La Federación Internacional de Balonmano (IHF) organiza el torneo, que se ha convertido en uno de los eventos deportivos más seguidos de Europa y especialmente en los países donde el balonmano es deporte nacional: Alemania, Francia, España, Dinamarca, Noruega, Croacia y los países del norte de Europa.
Durante las décadas de los 70 y los 80, el campeonato estuvo dominado por las selecciones del bloque del Este: Yugoslavia, Rumania y la Unión Soviética fueron potencias habituales. La reunificación alemana, la caída de Yugoslavia y la irrupción de nuevas potencias como Francia y España transformaron el panorama a partir de los años 90.
Formato y sistema de competición
El Mundial de Balonmano masculino actual incluye 32 selecciones distribuidas en ocho grupos de cuatro equipos en la primera fase. Los dos mejores de cada grupo avanzan a la segunda fase principal (grupos de cuatro equipos con nuevos cruces), y de ahí se llega a los cuartos de final, semifinales y finales para definir los puestos del 1 al 8.
La duración del torneo es de aproximadamente tres semanas, con partidos disputados en múltiples ciudades del país o países organizadores. El sistema acumulativo de puntos de la primera a la segunda fase evita que los equipos que ya clasificaron se “guarden” para la fase siguiente, manteniendo la intensidad competitiva a lo largo de todo el torneo.
La clasificación para el Mundial se realiza a través de torneos continentales: el Campeonato de Europa, el Panamericano, el de Asia, el de África y el de Oceanía definen los representantes de cada confederación.
La hegemonía francesa y danesa
La historia reciente del balonmano masculino ha estado dominada por Francia y Dinamarca. Francia fue la gran potencia de los años 2000 y 2010, ganando seis títulos mundiales y siendo la selección más brillante de la historia del deporte en ese período. Con jugadores como Nikola Karabatic —considerado el mejor jugador de balonmano de todos los tiempos— Thierry Omeyer y Daniel Narcisse, el equipo galo fue prácticamente imbatible durante más de una década.
Dinamarca tomó el relevo a partir de 2019 y se ha consolidado como la gran potencia actual, con dos títulos mundiales consecutivos y una generación de jugadores extraordinarios liderada por Mikkel Hansen y posteriormente por Mathias Gidsel. El balonmano danés destaca por su sistema de formación, su velocidad de juego y su capacidad de adaptación táctica.

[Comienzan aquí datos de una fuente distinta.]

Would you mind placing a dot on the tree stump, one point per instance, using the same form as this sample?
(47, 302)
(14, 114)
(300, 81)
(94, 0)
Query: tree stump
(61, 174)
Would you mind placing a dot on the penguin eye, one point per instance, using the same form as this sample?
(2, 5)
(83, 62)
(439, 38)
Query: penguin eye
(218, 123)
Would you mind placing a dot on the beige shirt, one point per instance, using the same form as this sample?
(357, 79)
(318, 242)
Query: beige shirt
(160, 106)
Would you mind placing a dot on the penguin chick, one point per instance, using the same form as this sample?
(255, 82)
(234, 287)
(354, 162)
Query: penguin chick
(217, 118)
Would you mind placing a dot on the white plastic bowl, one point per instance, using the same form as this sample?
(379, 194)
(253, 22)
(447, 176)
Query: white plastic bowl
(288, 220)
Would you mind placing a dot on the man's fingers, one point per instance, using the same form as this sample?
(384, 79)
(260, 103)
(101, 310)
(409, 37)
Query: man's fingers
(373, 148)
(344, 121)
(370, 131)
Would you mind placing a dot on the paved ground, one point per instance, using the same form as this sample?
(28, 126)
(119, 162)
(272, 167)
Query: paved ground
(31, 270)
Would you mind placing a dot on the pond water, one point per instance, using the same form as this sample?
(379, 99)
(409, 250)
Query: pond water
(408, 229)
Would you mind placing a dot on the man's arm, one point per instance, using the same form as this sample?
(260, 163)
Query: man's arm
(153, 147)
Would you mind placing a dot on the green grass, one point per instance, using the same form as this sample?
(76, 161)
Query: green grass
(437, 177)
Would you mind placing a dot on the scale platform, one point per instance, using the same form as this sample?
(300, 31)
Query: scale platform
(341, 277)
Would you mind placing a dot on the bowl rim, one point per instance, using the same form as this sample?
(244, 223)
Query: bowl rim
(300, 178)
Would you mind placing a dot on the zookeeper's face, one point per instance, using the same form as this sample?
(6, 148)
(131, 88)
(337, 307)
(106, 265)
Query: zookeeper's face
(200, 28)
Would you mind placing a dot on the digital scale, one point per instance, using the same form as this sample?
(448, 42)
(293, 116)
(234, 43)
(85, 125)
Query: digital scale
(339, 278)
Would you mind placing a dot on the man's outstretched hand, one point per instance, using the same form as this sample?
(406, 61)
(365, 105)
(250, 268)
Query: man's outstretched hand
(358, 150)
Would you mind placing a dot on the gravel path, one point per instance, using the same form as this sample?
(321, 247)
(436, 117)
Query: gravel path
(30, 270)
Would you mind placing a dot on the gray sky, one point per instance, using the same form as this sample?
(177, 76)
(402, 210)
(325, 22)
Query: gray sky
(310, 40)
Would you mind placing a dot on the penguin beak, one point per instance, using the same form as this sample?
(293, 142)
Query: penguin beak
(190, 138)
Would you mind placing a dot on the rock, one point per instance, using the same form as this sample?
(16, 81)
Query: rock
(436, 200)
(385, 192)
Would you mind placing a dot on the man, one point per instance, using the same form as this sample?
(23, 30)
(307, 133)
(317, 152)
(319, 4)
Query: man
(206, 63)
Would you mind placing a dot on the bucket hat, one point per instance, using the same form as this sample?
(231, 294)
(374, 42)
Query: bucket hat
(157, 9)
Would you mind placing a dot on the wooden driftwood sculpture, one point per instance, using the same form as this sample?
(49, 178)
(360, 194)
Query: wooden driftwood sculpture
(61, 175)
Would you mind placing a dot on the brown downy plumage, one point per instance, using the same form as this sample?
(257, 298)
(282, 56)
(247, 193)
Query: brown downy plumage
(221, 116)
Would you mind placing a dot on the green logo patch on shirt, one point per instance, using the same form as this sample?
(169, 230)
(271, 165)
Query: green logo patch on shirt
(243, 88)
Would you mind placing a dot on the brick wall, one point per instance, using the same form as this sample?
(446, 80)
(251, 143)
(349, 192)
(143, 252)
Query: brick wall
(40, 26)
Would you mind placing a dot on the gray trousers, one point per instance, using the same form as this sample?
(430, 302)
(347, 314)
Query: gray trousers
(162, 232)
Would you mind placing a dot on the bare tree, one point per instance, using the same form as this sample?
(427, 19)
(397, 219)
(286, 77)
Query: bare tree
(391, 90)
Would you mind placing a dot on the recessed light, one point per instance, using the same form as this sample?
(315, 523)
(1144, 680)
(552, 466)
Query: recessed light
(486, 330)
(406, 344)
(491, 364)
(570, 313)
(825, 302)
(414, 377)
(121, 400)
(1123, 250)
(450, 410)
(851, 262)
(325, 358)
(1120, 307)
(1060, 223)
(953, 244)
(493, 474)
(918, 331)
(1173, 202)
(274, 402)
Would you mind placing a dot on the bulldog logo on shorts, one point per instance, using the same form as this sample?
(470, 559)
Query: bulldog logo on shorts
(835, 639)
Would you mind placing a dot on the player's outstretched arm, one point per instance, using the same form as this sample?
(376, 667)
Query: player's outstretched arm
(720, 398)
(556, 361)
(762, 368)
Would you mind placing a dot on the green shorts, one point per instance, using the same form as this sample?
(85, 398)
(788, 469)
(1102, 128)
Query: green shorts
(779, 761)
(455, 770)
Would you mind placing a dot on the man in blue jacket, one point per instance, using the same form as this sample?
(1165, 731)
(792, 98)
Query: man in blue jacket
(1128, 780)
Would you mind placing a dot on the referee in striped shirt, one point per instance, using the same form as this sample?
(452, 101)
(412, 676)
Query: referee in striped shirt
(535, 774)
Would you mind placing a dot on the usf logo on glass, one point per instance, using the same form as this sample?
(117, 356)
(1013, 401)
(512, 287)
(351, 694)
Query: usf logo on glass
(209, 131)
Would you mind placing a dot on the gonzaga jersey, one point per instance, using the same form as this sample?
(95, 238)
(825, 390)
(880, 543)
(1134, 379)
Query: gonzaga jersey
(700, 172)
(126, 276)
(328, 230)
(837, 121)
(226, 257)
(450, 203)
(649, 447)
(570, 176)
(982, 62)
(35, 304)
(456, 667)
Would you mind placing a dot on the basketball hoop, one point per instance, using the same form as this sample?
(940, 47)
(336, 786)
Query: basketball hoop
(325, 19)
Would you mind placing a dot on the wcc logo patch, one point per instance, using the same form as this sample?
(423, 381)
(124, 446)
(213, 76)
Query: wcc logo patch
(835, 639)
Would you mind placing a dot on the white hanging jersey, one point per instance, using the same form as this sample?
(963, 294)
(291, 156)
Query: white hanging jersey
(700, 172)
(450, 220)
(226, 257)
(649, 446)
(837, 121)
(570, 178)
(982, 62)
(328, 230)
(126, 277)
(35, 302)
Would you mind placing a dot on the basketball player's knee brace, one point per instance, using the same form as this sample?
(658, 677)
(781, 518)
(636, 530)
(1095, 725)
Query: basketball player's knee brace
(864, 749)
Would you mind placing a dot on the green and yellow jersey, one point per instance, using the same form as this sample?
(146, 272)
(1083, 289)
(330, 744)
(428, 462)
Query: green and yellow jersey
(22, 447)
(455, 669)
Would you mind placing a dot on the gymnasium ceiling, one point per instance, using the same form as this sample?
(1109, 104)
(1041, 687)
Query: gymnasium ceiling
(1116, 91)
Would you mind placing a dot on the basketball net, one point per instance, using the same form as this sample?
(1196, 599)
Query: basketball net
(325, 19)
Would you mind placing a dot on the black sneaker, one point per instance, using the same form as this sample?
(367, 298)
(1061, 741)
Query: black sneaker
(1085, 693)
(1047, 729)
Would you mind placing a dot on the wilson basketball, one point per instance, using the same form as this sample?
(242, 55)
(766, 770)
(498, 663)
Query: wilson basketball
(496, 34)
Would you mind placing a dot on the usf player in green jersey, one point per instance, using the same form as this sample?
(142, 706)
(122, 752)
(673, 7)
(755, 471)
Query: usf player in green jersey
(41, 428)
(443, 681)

España tiene una de las trayectorias más brillantes: campeona en 2005 y 2013, con semifinales y finales frecuentes, la selección española ha sido uno de los referentes del deporte durante veinte años, con figuras como Demetrio Lozano, David Barrufet, Rafael Guijosa y posteriormente los Entrerríos, Corrales y Aguinagalde.
El balonmano en España y Europa
El Campeonato Mundial es el evento que más audiencia genera para el balonmano en los países con tradición en el deporte. En Alemania, las finales han llegado a acumular más de 15 millones de telespectadores. En Francia, el equipo nacional goza de una popularidad equivalente a la selección de fútbol. En España, las grandes actuaciones de la “Armada” en los mundiales han convertido al balonmano en uno de los deportes de equipo más seguidos.
El evento también ha contribuido a expandir el balonmano fuera de Europa. Torneos en Qatar (2015), Egipto (2021) y Croacia, Polonia y Suecia han dado al deporte mayor visibilidad en regiones donde antes era prácticamente desconocido, contribuyendo a su crecimiento global.